Project Summary This application is set to define a novel mechanism underlying the control of gut microbiota-immune checkpoint interactions by the ubiquitin ligase RNF5, and the implications of such regulation to melanoma development and response to therapy. Despite the most exciting and significant advances made in clinical management of melanoma via the immune-checkpoint based clinical trials, mechanisms underlying their control, the susceptibility to distinct therapies (or not), are among the fundamental questions that remain unsolved. Here, we provide data to support a model whereby immune checkpoints are regulated by gut microbiome, which is defined by the ubiquitin ligase RNF5. Our discovery of impaired growth of Braf/Pten mutant melanoma in syngeneic Rnf5–/– mice, compared with Rnfwt littermates, was linked with enhanced infiltration of tumor- infiltrating lymphocytes (TILs) (CD4 and CD8 positive), macrophages and dendritic cells in the tumors that developed significantly slower in the Rnf5–/– mice. Strikingly, co-housing the Rnf5–/– and Rnfwt animals or antibiotic ablation of the gut microbiota resulted in loss of the above phenotypes—tumor growth was no longer attenuated and immune checkpoint-based phenotypes were largely lost. Assessment of the gut microbiome revealed a distinct subset of bacterial species, which distinguish Rnf5–/– mice from their WT littermates (all “pure” in-house maintained C57BL/6 strain). Notably, common to the distinct RNF5-microbiome are bacterial species that generate select subset of short chain fatty acids. These observations provide the foundation for our hypothesis that RNF5 controls the intestinal microbiota that affects immune checkpoint mechanisms, which in turn impacts melanoma development. Our proposed studies will (i) define RNF5 effect on the gut microbiome–tumor interactions, (ii) identify microbiome-dependent changes in the regulation of tumor immune checkpoint control by RNF5, and (iii) establish the physiological significance and impact of RNF5 control of microbiome and immune checkpoint on melanomagenesis in different mouse strains, age, and under select combination therapies. Our highly integrated studies will define the fundamental mechanisms that underlie the regulation of both gut microbiome and immune checkpoints, thereby providing new insights into therapeutic modalities for melanoma and other cancers.

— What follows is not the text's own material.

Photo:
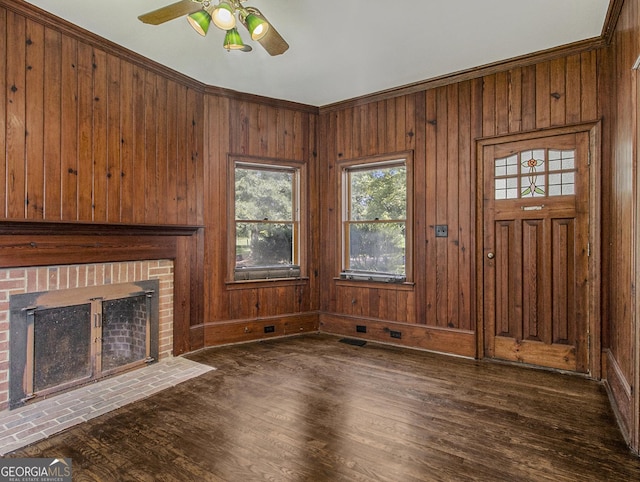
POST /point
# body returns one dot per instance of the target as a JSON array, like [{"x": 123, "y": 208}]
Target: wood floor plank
[{"x": 313, "y": 409}]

项目概要 该应用旨在定义一种控制肠道微生物群免疫检查点的新机制 泛素连接酶 RNF5 的相互作用，以及这种调节对黑色素瘤发展的影响 尽管在临床管理方面取得了最令人兴奋和重大的进展。 黑色素瘤通过基于免疫检查点的临床试验、其控制机制、 对不同疗法的敏感性（或不敏感性）是尚未解决的基本问题之一。 我们提供数据来支持免疫检查点受肠道微生物组调节的模型，该模型是 我们发现 Braf/Pten 突变黑色素瘤生长受损。 与 Rnfwt 同窝小鼠相比，同基因 Rnf5–/– 小鼠与肿瘤浸润增强有关 肿瘤中的浸润淋巴细胞 (TIL)（CD4 和 CD8 阳性）、巨噬细胞和树突状细胞 引人注目的是，将 Rnf5-/- 和 Rnfwt 动物共同饲养时，Rnf5-/- 小鼠的发育速度显着减慢。 抗生素消除肠道微生物群导致上述表型丧失——肿瘤生长不再 肠道微生物组的减毒和基于免疫检查点的表型大部分丢失。 揭示了细菌种类的一个独特子集，它将 Rnf5–/– 小鼠与其 WT 同窝小鼠（所有 “纯”内部维护的 C57BL/6 菌株）值得注意的是，不同的 RNF5 微生物组的共同点是细菌。 这些观察结果为产生短链脂肪酸的特定子集的物种提供了基础。 我们的假设是 RNF5 控制影响免疫检查点的肠道微生物群 我们提出的研究将 (i) 定义 RNF5。 对肠道微生物组与肿瘤相互作用的影响，(ii) 确定微生物组依赖性调节变化 RNF5 控制肿瘤免疫检查点的作用，以及 (iii) 确定 RNF5 的生理意义和影响 RNF5 对不同小鼠品系、年龄和黑色素瘤生成的微生物组和免疫检查点的控制 在选定的联合疗法下，我们的高度综合研究将确定其基本机制。 是肠道微生物组和免疫检查点调节的基础，从而提供了新的见解 黑色素瘤和其他癌症的治疗方式。